Reputation: 61
Here's a high level overview of my problem:
There will be a central computer at an art gallery, and three separate remote sites, say up to a mile away from central. Each site has a musician. The central computer sends a live backing track over the internet to each of the three musicians, who play along to it and are each recorded as a live stream. Each of the three streams is then played back at the gallery, in-sync with the backing track and with the other musicians, as though all the musicians were playing live in the same room. The client has requested that the musicians appear to play PRECISELY in time with each other, i.e. no apparent latency between each musician. The musicians cannot hear each other, they only hear the backing track.
Here's what I see as the technical solution:
Each backing track packet is sent out from the gallery with the current timestamp. As a musician plays and is recorded, the packet currently being recorded is marked with the timestamp of the current backing track packet. When the three audio streams are sent back, they are buffered. Each packet is then played, say, ten seconds after its timestamp. i.e. At 11:00:00 AM, all of the packets marked 10:59:50 AM are played.
Or to think of it another way, each incoming stream is delayed 10 seconds behind real time. This buffering should allow for any network blips. It is also acceptable since there is no apparent latency to the viewers at the gallery, and everything is being played "as-live." We are assuming there is a good quality internet connection to each remote site.

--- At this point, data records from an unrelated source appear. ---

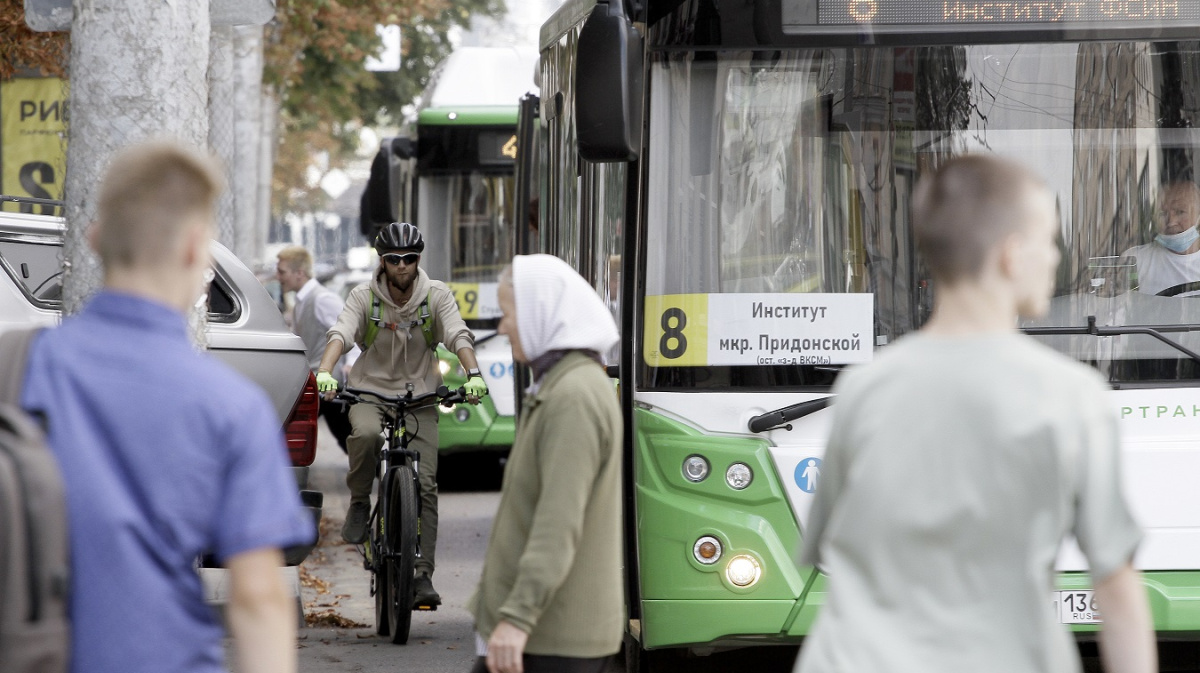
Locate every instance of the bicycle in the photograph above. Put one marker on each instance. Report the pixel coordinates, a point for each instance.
(394, 540)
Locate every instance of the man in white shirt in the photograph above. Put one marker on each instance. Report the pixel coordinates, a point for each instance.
(316, 311)
(1169, 263)
(918, 524)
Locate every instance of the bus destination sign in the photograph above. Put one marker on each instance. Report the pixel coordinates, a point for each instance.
(798, 13)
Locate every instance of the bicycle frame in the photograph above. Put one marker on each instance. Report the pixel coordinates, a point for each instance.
(394, 546)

I'm ideally looking for a JavaScript solution to this, as it's what I'm most familiar with (but other solutions would be interesting to know about as well).
Does anyone know of any JavaScript libraries with built-in functionality to allow this sort of buffering?
Upvotes: 4
Views: 1180
Reputation: 163468
To be clear, it sounds like it doesn't matter that the musicians play back in time with each other... only that they play in time with the backing track, and within ~10 seconds of each other, correct? Assuming that's the case...

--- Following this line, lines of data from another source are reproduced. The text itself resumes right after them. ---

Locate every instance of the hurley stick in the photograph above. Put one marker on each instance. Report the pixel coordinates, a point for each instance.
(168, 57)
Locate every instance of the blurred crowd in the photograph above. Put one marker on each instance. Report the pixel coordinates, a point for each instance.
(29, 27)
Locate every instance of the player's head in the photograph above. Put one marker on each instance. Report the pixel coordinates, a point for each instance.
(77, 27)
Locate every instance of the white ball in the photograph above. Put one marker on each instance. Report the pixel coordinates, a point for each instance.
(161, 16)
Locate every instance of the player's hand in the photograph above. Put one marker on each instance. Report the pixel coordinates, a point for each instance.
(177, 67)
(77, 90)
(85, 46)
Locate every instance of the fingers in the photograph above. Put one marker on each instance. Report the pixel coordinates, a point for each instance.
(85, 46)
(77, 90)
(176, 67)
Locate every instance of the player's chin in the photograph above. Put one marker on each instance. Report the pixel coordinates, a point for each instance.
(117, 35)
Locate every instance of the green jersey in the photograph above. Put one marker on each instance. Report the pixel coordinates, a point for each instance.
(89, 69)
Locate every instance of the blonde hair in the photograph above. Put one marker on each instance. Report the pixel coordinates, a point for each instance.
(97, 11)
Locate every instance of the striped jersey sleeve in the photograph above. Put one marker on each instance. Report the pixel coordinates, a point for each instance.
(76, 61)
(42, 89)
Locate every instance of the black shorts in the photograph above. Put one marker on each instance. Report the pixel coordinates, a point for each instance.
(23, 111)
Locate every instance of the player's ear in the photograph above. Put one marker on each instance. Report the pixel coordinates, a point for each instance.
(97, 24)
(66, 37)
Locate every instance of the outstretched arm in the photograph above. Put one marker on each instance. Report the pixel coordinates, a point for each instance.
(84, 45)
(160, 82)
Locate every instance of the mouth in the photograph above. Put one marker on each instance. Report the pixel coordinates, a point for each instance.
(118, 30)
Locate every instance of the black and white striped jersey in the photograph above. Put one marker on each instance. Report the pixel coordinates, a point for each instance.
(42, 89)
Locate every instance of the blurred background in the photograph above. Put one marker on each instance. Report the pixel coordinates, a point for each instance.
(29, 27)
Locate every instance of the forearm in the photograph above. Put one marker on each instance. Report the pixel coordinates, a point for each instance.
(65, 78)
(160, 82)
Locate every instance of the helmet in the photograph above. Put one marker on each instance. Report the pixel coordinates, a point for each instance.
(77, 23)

You can use WebRTC for this, but we'll only be using the data channel. No need for media streams. This is a performance that requires precise timing, and I'm assuming decent quality audio as well. Let's just leave it in PCM and send that over the WebRTC data channels.
Alternatively, you could have a server host Web Socket connections which relay data to the sites.
You can use the ScriptProcessorNode to play and record. This gives you raw access to the PCM stream. Just send/receive the bytes via your data channel. If you want to save some bandwidth, you can reduce the floating point samples down to 16-bit integers. Just crank them back up to floats on the receiving end.
The main synchronization needs to occur where playback of the backing track and recording occur at the same time. Immediately upon starting your playback, start recording. If you're using the ScriptProcessorNode as mentioned previously, you can actually do both in the same node, guaranteeing sample-accurate synchronization.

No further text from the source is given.